Pour ne citer que quelques-unes des tendances nationalistes encore existantes, la Slovénie a renforcé son identité teutonique, la Croatie a choisi le catholicisme, tandis que la Bosnie s’est tournée vers l’Islam. La Macédoine, pour sa part, s’est à son tour aventurée dans une réinterprétation néoclassique, choisissant comme symbole de la nation d’Alexandre le Grand, engageant des architectes pour la reconstruction de sa capitale, Skopje, et choisissant de s’appeler la République de Macédoine, ce qui fut interprété comme un affront par la Grèce, où se trouve une région homonyme.
Ainsi, Athènes n’a jamais cessé, jusqu’au début de 2018, de rejeter le nom de Macédoine, craignant d’éventuelles représailles sur le territoire macédonien et interprétant ce choix comme un vol culturel.

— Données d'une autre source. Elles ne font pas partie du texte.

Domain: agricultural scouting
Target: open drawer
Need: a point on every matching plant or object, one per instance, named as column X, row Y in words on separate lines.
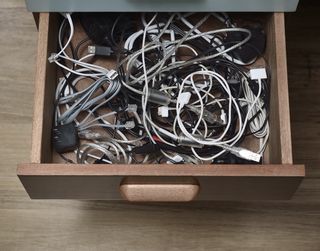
column 276, row 178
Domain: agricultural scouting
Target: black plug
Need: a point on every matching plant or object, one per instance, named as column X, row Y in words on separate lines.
column 65, row 138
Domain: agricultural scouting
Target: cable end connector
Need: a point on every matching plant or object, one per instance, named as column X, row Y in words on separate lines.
column 100, row 50
column 245, row 154
column 258, row 73
column 112, row 74
column 132, row 108
column 130, row 125
column 53, row 57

Un accord n’a pu être trouvé que grâce aux forces diplomatiques de l’Union et à la médiation de la Haute Représentante Federica Mogherini qui, ouvrant les préparatifs de l’adhésion de la Macédoine à l’Union, a imposé comme condition sine qua non le règlement du litige sur le nom. Cette condition coïncide avec les besoins de l’élargissement de l’Otan, qui prévoit l’absence de friction territoriale. Message reçu avec succès par les deux premiers ministres de la Grèce et de la Macédoine, malgré le rejet du président de la République macédonienne, Gjorge Ivanov, qui n’a pas encore signé la ratification de l’accord (3).
Perspectives :
- 30 septembre 2018 : date prévue pour le référendum sur la ratification des accords de dénomination entre la Grèce et la Macédoine.
- Bien que l’accord gréco-macédonien ait déjà été voté par le parlement, le président Gjorge Ivanov Ivanov s’est toujours opposé au changement de nom. La victoire du référendum signifierait une défaite difficile à concilier avec le mandat présidentiel et une démission ultérieure représenterait un geste au moins souhaité par les forces politiques sur le terrain.
Sources :
- IDREES Ali, U.S. Defense Secretary warns of Russian meddling in Macedonia referendum, Reuters, 17 septembre 2018.
- SUBRAMANIAN Samantha, Inside the Macedonian Fake-news complex, Wired, 15 février 2017.
- VESNIK Nezavisen, FYROM : President Ivanov out of the country on the name referendum day, Ibna, 30 août 2018.